The world's first wiki where authorship really matters (Nature Genetics, 2008). Due credit and reputation for authors. Imagine a global collaborative knowledge base for original thoughts. Search thousands of articles and collaborate with scientists around the globe.

wikigene or wiki gene protein drug chemical gene disease author authorship tracking collaborative publishing evolutionary knowledge reputation system wiki2.0 global collaboration genes proteins drugs chemicals diseases compound
Hoffmann, R. A wiki for the life sciences where authorship matters. Nature Genetics (2008)
 
 
 
 
 

Carboxypeptidase Z ( CPZ) modulates Wnt signaling and regulates the development of skeletal elements in the chicken.

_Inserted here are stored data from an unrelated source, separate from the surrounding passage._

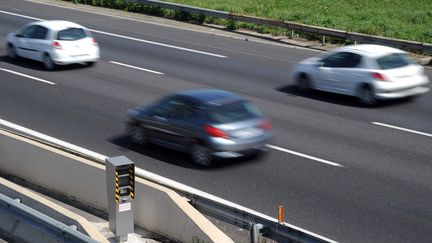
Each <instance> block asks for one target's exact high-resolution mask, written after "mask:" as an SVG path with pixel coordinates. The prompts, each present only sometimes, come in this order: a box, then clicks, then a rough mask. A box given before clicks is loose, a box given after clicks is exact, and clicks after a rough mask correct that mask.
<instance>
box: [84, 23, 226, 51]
mask: <svg viewBox="0 0 432 243" xmlns="http://www.w3.org/2000/svg"><path fill="white" fill-rule="evenodd" d="M90 31H92V32H96V33H99V34H104V35H109V36H114V37H119V38H123V39H127V40H133V41H138V42H142V43H147V44H152V45H157V46H163V47H168V48H172V49H177V50H182V51H188V52H194V53H199V54H203V55H208V56H214V57H219V58H226V56H223V55H219V54H215V53H211V52H205V51H197V50H193V49H189V48H184V47H179V46H173V45H168V44H163V43H159V42H154V41H148V40H143V39H139V38H135V37H130V36H124V35H118V34H113V33H109V32H105V31H100V30H94V29H90Z"/></svg>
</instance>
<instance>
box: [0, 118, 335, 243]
mask: <svg viewBox="0 0 432 243" xmlns="http://www.w3.org/2000/svg"><path fill="white" fill-rule="evenodd" d="M4 127H6V128H7V130H8V131H10V132H14V133H15V134H17V135H20V136H24V137H27V138H30V139H33V140H35V141H38V142H42V143H44V144H46V145H50V146H53V147H55V148H57V149H61V150H63V151H67V152H69V153H73V154H74V155H76V156H80V157H83V158H86V159H89V160H91V161H95V162H98V163H100V164H103V165H104V164H105V159H106V158H107V156H105V155H101V154H98V153H95V152H93V151H90V150H87V149H84V148H81V147H78V146H76V145H73V144H70V143H67V142H64V141H61V140H59V139H56V138H53V137H50V136H47V135H44V134H41V133H38V132H35V131H33V130H30V129H27V128H24V127H22V126H19V125H16V124H13V123H10V122H8V121H5V120H2V119H0V129H3V130H6V129H4ZM135 175H136V177H139V178H142V179H145V180H148V181H151V182H154V183H156V184H159V185H162V186H164V187H167V188H170V189H172V190H174V191H176V192H177V193H179V194H180V195H182V196H184V197H185V198H187V199H188V200H189V203H190V204H191V205H192V206H194V207H195V208H196V209H197V210H198V211H200V212H201V213H203V214H205V215H208V216H212V217H215V218H218V219H220V220H222V221H224V222H227V223H229V224H232V225H235V226H238V227H241V228H243V229H246V230H249V231H250V234H251V242H258V237H257V236H259V235H262V236H264V237H266V238H269V239H272V240H276V241H279V242H307V243H324V242H329V243H335V242H336V241H334V240H331V239H329V238H326V237H323V236H320V235H318V234H315V233H313V232H310V231H307V230H305V229H302V228H300V227H297V226H295V225H292V224H288V223H286V222H281V223H279V222H278V220H277V219H276V218H273V217H270V216H268V215H265V214H262V213H259V212H257V211H254V210H252V209H249V208H246V207H244V206H241V205H238V204H235V203H233V202H230V201H227V200H225V199H222V198H219V197H216V196H214V195H211V194H209V193H206V192H203V191H200V190H198V189H195V188H192V187H190V186H187V185H184V184H182V183H179V182H176V181H174V180H171V179H168V178H165V177H162V176H160V175H157V174H155V173H152V172H149V171H146V170H143V169H140V168H135Z"/></svg>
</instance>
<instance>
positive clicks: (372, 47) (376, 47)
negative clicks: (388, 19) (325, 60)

Carboxypeptidase Z ( CPZ) is a secreted Zn-dependent enzyme whose biological function is largely unknown. CPZ has a bipartite structure consisting of an N-terminal cysteine-rich domain (CRD) and a C-terminal catalytic domain. In the early chicken embryo CPZ is initially expressed throughout the somites and subsequently becomes restricted to the sclerotome. To initiate a functional analysis of CPZ, a CPZ producing retroviral vector was applied to the presomitic mesoderm at the level of the future wing. This resulted in a loss of the scapular blade and of rostral ribs. Such dysmorphogenesis is preceded by ectopic Pax3 expression in the hypaxial part of the dermomyotome, a region from which the blade of the scapula normally derives. A mutant CPZ, lacking a critical active site glutamate, fails to induce Pax3 expression and does not cause skeletal defects. The induction of Pax3, a Wnt-responsive gene in somites, and the presence of a CRD prompted us to examine whether CPZ affects Wnt signaling. In an in vitro assay we found that CPZ, but not its inactive mutant form, enhances the Wnt-dependent induction of the homeobox gene Cdx1. In addition, immunoprecipitation experiments suggest that the CRD of CPZ acts as a binding domain for Wnt. Taken together these data provide the first evidence for CPZ playing a role in Wnt signaling.[1]